D'ici au 12 août 2026, confrontez votre portefeuille d'emballages à trois dates : 2026 pour l'application générale, 2028 pour l'étiquetage, 2030 pour les interdictions de formats, les classes de recyclabilité et les planchers de contenu recyclé. Gardez le Triman tant que le droit français l'exige, et demandez dès aujourd'hui à vos fournisseurs d'emballages quelle classe de recyclabilité vise chaque référence. La réponse décide à la fois de votre accès au marché en 2030 et de vos futures éco-contributions.

Questions fréquentes

Le PPWR remplace-t-il la loi AGEC ?

Non. Le PPWR prime sur les points qu'il harmonise : exigences de recyclabilité, contenu recyclé, interdictions de formats, étiquetage des emballages. La loi AGEC continue de s'appliquer là où le règlement laisse la main, notamment l'objectif national 2040 sur les emballages plastiques à usage unique et la filière de responsabilité élargie du producteur avec son bonus-malus.

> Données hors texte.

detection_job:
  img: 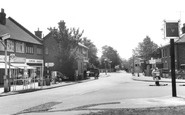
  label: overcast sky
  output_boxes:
[0,0,185,59]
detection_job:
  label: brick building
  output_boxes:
[0,9,43,84]
[43,33,88,79]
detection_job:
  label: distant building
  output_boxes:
[43,33,88,79]
[0,9,43,84]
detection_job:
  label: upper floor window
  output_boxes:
[15,42,25,53]
[7,40,14,52]
[44,47,49,54]
[26,44,34,54]
[37,46,42,54]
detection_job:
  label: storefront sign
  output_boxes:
[45,62,55,67]
[26,59,43,63]
[0,55,26,63]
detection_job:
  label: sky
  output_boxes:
[0,0,185,59]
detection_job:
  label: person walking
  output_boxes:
[152,67,161,86]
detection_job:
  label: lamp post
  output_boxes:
[104,59,107,75]
[0,33,10,92]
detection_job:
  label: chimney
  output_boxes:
[0,8,6,25]
[181,23,185,34]
[35,28,42,38]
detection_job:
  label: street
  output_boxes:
[0,72,185,115]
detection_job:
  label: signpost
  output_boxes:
[164,21,179,97]
[0,33,11,92]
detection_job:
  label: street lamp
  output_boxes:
[104,59,107,75]
[0,33,10,92]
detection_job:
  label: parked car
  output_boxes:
[87,68,100,78]
[53,71,69,82]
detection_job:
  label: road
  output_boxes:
[0,72,185,115]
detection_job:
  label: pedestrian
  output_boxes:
[152,67,161,86]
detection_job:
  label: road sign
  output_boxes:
[164,21,179,39]
[1,33,10,40]
[45,62,55,67]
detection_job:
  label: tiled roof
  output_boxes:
[0,17,42,45]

Le logo Triman est-il encore obligatoire en 2026 ?

Oui. Le droit français exige toujours le Triman et l'Info-tri sur les emballages ménagers. La Commission européenne a saisi la Cour de justice de l'UE contre cette obligation en juillet 2025, et les étiquettes harmonisées du PPWR s'appliquent à partir du 12 août 2028, date après laquelle les États membres ne pourront plus imposer de signalétique nationale supplémentaire.

Quand les emballages plastiques des fruits et légumes seront-ils de nouveau interdits ?

Au 1er janvier 2030, au titre de l'annexe V du PPWR, pour les quantités de moins de 1,5 kilogramme, dans tous les États membres de l'UE. L'interdiction française antérieure a été annulée par le Conseil d'État le 8 novembre 2024 pour des raisons de procédure.

Que devient l'objectif de réduction de 20 % du décret 3R ?

Le décret de 2021 couvrait la période 2021-2025, avec une réduction de 20 % des emballages plastiques à usage unique par rapport à 2018, dont au moins la moitié par réemploi. La loi AGEC impose un décret successeur pour 2026-2030, et ce décret devra rester compatible avec le PPWR : il peut fixer des objectifs de réduction et de réemploi plus ambitieux, mais ne peut pas interdire un emballage que le règlement européen autorise.